Many existing LFAs are now vulnerable to unenforceability challenges on the basis they are not compliant with the statutory regime for DBAs in s58AA of the Courts and Legal Services Act 1990 and the DBA Regulations 2013.
In order to comply with the DBA regulations, an LFA needs to:
- provide the reasons for setting the percentage return;
- be limited to no more than 50%; and
- involve giving credit for any costs paid or payable by the other side (i.e. a solicitor entering into a DBA gives credit for costs recovered and a litigation funder gives credit for costs paid or payable from the other side).
If an agreement has provision for payment of any other sums other than the percentage return, so for example it has a multiple – which means in the event of success the claimants will pay the funder whatever that multiple provides, then arguably that agreement is not a DBA, because the sum payable is not determined by the amount received.
It is common for LFAs to provide for the repayment of the investment plus a percentage return, which can be mathematically provided for in a formula. Similarly, there could be a multiple expressed as a percentage although that could be construed as an artificial way of saying that the payment is with reference to the amount received. In these circumstances there is scope for the agreement to be deemed a DBA, but there is a risk it could be challenged on grounds of non-compliance.
Put simply, LFAs that do not provide for a percentage return should not be caught by the outcome of this case.
In relation to existing cases, a re-drafting and re-negotiation of funding agreements seems to be the main way forward in view of this Appeal.
If an LFA contains a severance clause, it may be possible to sever out the percentage provision leaving just the multiple provision.

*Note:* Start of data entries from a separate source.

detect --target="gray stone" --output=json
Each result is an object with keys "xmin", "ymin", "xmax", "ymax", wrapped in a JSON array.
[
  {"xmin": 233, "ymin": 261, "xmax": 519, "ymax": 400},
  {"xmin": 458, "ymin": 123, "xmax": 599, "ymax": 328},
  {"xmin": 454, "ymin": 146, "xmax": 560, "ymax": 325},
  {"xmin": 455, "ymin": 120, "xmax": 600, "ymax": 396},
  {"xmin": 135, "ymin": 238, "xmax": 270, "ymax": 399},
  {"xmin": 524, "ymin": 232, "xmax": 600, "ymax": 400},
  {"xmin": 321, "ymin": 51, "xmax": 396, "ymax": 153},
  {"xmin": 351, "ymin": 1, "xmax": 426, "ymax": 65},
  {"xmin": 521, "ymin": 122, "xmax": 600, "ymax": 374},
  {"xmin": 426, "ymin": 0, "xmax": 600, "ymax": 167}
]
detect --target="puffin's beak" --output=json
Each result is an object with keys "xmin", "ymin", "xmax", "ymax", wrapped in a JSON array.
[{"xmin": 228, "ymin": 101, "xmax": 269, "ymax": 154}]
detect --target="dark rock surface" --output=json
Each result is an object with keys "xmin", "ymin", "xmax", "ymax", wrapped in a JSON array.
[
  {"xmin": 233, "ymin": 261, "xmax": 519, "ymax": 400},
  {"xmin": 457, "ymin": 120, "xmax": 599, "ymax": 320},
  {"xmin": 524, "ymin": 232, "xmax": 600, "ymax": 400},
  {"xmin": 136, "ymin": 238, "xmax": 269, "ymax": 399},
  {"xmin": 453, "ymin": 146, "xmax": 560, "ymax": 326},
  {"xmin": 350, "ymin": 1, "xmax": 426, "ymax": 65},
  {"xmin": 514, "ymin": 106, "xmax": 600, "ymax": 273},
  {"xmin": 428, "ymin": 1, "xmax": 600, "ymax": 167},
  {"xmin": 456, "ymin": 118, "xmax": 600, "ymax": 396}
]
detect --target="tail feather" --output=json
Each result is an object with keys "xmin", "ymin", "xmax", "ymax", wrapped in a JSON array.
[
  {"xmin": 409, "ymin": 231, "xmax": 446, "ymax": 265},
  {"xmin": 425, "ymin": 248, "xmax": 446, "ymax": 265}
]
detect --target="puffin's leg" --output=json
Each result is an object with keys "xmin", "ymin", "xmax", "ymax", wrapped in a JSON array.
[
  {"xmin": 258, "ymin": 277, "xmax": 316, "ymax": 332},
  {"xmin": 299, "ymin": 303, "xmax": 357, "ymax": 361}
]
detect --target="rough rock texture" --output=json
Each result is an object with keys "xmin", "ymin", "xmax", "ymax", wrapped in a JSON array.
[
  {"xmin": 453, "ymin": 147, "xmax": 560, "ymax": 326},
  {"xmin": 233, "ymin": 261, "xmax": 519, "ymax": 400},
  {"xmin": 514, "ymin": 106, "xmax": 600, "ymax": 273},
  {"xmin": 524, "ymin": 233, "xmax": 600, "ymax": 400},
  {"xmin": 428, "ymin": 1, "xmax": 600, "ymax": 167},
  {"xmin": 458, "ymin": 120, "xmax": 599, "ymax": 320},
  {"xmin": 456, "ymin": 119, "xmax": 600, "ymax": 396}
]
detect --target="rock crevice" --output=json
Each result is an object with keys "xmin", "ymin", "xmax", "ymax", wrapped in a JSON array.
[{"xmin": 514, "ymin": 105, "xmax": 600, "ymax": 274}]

Greater reliance may need to be placed on any severance provision in circumstances where the funded party will not agree to a renegotiated agreement, although in ongoing cases, the funded party is almost certainly going to want more funding for the continuation of the litigation, so it is in the interests of both parties that agreements are renegotiated.
Funders poised to enter into agreements, should ensure they either properly comply with the DBA regulations and section 58AA of the CLSA or alternatively, if preferred, they should make certain their agreement is clearly based solely on a multiple to avoid any scrutiny in a DBA context.
Careful consideration of Collective Proceedings Orders in the Competitions Appeals Tribunal will also now be required in light of this decision.
There is a very real risk of successful claimants seeking recovery of funds they have paid to their funder as consequence of this case.
In concluded matters, where successful claimants have paid a share to the funder based on a percentage and it now turns out that those agreements will have been unenforceable, there is a risk of those claimants seeking to recover sums paid to their funder. No doubt defences along the lines of limitation, change of position and unjust enrichment will be raised by funders.
These actions are an unfortunate ramification that would have been avoided altogether had the outcome of this case been different. There will likely be legislation to correct this somewhat ‘disruptive’ decision, but there has been no indication as to when or if it will be retrospective in effect.